Nettle harvest isn't the only sign of spring. You've already met the crocuses. Yesterday I noticed daffodils blooming. And the vultures are back. Two of them, anyway. On the windiest of windy days earlier this week we saw two vultures circling. Even in the high wind (gusts of up to 40 miles per hour) these large birds seemed unruffled. They dove into the wind, moving forward without a flap. Instead they merely angled their wings to guide themselves through. Pure inspiration. Face the wind and move through it without struggling, but flowing. Taoists, surely.
The inspirational flights of the vultures prompted us to rename our little piece of paradise as Spirit Bird Farm. We had tired of Cedar Springs Farm, a name we chose before we really knew this place, and when the springs still ran, filling the pond. The springs are no longer reliable, although the cedars are even bigger and more abundant.

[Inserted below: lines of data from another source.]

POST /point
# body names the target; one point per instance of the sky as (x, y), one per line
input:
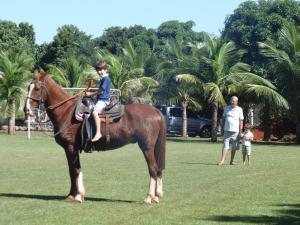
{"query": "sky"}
(94, 16)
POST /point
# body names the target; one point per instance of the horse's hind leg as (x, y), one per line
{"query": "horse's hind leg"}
(159, 185)
(77, 191)
(152, 167)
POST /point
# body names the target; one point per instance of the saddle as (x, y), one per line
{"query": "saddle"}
(112, 113)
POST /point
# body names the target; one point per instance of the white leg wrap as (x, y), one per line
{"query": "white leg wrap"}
(80, 184)
(151, 198)
(159, 189)
(152, 186)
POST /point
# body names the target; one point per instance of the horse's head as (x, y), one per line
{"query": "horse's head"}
(36, 92)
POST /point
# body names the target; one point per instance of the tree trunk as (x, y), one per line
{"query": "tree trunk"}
(214, 122)
(12, 119)
(266, 123)
(298, 132)
(184, 119)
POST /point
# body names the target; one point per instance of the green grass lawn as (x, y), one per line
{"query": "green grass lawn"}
(34, 180)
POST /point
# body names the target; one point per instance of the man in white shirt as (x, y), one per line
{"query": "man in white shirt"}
(232, 126)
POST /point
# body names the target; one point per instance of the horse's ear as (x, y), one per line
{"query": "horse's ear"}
(36, 74)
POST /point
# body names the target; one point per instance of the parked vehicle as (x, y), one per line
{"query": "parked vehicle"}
(196, 125)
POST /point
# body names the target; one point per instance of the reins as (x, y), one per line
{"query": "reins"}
(64, 101)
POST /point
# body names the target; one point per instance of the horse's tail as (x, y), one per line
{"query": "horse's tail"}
(160, 145)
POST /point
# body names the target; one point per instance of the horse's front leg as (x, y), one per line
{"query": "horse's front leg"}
(152, 167)
(77, 191)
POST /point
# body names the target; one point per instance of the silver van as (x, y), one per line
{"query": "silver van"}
(196, 125)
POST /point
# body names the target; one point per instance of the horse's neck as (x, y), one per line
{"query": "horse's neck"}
(56, 95)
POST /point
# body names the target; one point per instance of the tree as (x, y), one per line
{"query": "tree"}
(15, 69)
(129, 79)
(284, 65)
(17, 38)
(188, 85)
(69, 42)
(72, 73)
(224, 74)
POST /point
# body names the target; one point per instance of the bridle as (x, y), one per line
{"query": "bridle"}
(40, 101)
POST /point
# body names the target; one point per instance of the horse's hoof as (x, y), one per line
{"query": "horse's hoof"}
(69, 198)
(155, 199)
(148, 200)
(159, 194)
(79, 198)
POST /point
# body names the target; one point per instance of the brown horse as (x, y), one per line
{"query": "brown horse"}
(140, 123)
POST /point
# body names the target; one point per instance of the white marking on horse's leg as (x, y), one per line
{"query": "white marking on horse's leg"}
(159, 189)
(80, 186)
(151, 194)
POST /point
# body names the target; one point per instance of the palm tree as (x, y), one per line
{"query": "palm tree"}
(223, 74)
(15, 70)
(188, 85)
(128, 78)
(283, 57)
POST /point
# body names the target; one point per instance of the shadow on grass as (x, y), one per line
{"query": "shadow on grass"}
(191, 140)
(199, 163)
(57, 197)
(289, 215)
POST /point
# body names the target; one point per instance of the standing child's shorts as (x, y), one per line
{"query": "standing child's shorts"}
(246, 150)
(100, 105)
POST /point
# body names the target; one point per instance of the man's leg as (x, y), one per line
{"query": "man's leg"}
(98, 126)
(235, 146)
(232, 156)
(244, 158)
(225, 148)
(223, 156)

We have lots of spirit birds here. The hawks were very prominent in the sky this past winter. Occasionally bald eagles fly overhead. Barred howls laugh uproariously in the night. The crows have their charms. And then we have all these songbirds and other small birds.
But it is the vultures that define our sense of spirit bird. Soaring and circling, swooping and rising, rising, rising... silently, gracefully. They always seemed to be making the most of their "work," their search for food. And when a silent shadow passes over me as I work outside, I am reminded to be here now, for I too am mortal.